Speaker: Manuela Zucknick, University of Oslo
Title: “Statistical learning for drug screening in personalized cancer therapy”
Abstract: Large-scale cancer pharmacogenomic screening experiments profile hundreds of cancer cell lines versus hundreds of clinically approved or experimental compounds to study drug sensitivity and/or synergistic effects of drug combinations. The aim of these in vitro studies is to use the genomic profiles of the cell lines together with information about the drugs to predict the response of individual cell lines to a particular drug or combination of drugs, and ultimately to learn about in vivo treatment response for patients.
This is a multi-task multi-view prediction problem where there is only little predictive value in each of the individual data sets. Therefore, it is important to optimize prediction performance by combining the different data sources efficiently, by borrowing information across experiments, and by using external knowledge wherever available. A naïve approach to address this problem is to vectorise all available data and to apply standard methods for high-dimensional linear regression, but vectorisation will easily “blow up” the regression coefficient vector and lead to a very inefficient use of the data.

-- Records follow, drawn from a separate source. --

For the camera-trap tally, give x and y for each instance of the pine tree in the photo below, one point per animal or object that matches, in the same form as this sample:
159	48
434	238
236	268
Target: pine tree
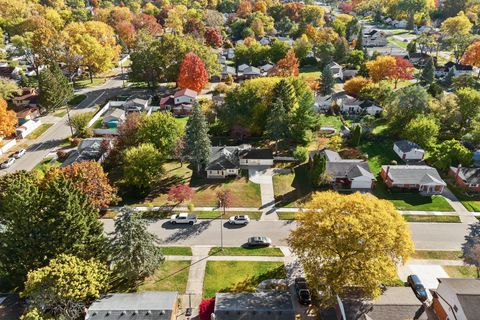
428	71
197	141
54	88
327	81
276	127
135	253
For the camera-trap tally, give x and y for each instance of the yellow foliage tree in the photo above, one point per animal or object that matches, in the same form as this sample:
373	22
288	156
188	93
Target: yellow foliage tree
350	242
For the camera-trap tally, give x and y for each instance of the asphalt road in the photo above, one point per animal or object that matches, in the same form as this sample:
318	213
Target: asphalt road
426	236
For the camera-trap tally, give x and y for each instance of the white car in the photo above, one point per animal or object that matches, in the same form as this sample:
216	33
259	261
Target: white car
19	153
8	163
239	220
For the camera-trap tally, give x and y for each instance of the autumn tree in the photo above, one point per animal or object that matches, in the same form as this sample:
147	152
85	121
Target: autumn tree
66	286
8	119
193	74
350	241
88	177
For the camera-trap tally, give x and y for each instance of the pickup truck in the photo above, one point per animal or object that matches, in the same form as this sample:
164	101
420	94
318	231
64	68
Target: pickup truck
184	218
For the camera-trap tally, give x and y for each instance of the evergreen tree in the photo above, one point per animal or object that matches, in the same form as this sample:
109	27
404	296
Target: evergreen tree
54	89
276	127
197	141
428	71
327	81
135	253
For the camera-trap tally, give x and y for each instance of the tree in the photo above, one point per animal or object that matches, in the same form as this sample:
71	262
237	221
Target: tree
327	81
193	74
197	141
423	131
471	247
42	219
135	253
66	285
350	242
8	120
88	177
355	85
54	88
8	88
142	165
180	193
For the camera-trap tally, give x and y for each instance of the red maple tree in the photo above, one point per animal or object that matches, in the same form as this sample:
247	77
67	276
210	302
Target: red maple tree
193	74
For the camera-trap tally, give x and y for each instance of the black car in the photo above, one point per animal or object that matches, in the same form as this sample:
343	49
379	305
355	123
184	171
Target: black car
417	287
301	289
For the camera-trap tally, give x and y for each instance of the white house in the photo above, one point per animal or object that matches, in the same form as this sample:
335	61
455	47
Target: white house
408	150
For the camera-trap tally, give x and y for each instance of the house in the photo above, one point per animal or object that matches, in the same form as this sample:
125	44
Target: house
271	305
228	160
113	117
419	177
408	150
135	306
351	174
90	149
466	178
457	299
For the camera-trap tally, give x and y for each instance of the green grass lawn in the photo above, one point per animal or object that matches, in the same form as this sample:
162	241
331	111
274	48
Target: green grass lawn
461	271
39	131
431	218
436	255
170	276
239	276
239	251
176	251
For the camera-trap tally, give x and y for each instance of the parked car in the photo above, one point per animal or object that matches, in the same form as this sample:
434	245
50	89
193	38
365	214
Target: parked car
257	242
239	220
183	218
19	153
301	289
8	163
416	284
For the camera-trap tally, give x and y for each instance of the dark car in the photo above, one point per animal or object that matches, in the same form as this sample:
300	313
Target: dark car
417	287
256	242
301	289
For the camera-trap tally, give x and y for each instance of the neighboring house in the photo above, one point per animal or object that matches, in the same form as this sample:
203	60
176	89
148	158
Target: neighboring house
228	160
408	150
90	149
467	178
457	299
351	174
422	178
271	305
135	306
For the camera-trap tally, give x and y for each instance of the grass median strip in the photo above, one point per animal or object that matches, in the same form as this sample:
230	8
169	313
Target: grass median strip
239	251
432	218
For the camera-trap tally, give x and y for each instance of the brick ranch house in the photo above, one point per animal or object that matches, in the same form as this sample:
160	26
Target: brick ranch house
423	178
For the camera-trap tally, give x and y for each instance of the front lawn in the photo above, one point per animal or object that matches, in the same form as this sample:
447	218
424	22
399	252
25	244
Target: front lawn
239	251
239	276
172	275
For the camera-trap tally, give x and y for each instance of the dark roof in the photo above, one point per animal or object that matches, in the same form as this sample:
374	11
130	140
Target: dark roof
257	154
254	306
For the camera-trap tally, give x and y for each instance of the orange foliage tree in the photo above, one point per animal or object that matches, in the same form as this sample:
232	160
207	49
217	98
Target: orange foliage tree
8	119
354	85
89	177
287	66
193	74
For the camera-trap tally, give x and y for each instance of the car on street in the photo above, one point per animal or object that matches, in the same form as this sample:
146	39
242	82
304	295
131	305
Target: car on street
19	153
301	289
183	218
8	163
258	242
418	289
239	220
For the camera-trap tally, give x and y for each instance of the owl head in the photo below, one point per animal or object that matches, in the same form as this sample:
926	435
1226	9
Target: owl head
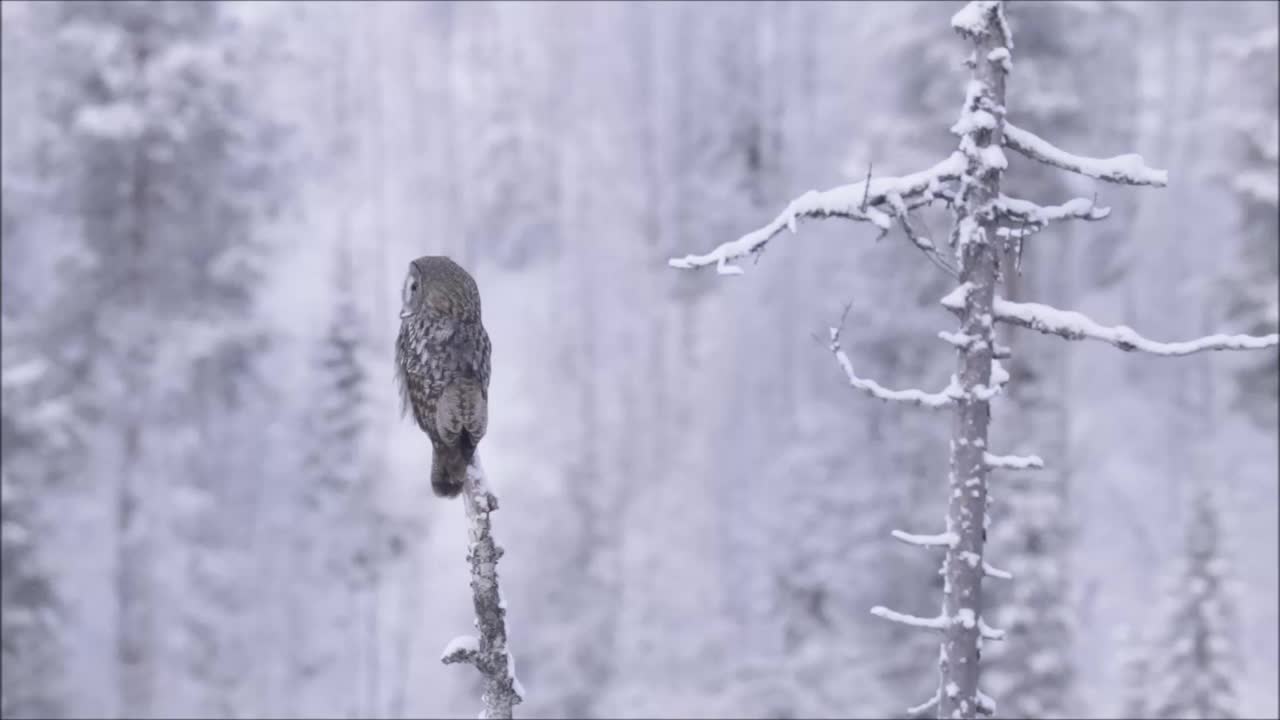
438	286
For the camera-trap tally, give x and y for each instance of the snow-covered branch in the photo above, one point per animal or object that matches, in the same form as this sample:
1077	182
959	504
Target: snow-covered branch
937	623
1013	461
1016	210
986	703
488	652
924	706
944	399
965	618
867	200
992	572
1077	326
990	633
1125	169
941	540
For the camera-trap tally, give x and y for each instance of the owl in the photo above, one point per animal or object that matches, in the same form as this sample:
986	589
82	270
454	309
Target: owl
442	365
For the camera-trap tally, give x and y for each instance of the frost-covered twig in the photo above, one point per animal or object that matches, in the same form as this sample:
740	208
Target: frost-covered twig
1125	169
1025	212
903	213
937	623
1013	461
986	703
871	387
844	201
941	540
1077	326
990	633
926	705
992	572
488	652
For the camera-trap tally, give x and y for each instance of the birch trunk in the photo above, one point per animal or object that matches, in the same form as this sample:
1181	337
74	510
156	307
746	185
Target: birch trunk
967	507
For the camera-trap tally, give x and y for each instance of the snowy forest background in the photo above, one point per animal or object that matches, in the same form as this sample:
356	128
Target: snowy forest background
213	509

Our task is made easier by the fact that there is strong structure in the data due to the experimental setup and biological and biochemical constraints, and an efficient use of this structure can massively reduce the number of effective parameters that need to be estimated. This is crucial, since the sample size is typically much smaller than the number of input features. The data structure is often assumed to be non-linear and tends to be expressed in multi-way arrays (or tensors). In this talk I will discuss some approaches that can help us to build regression models which capture this structure efficiently. I will present examples, where we impose structure either through the regression coefficient array by designing structured penalty terms or priors, or through direct modification of the input data array, e.g. in multiple kernel learning.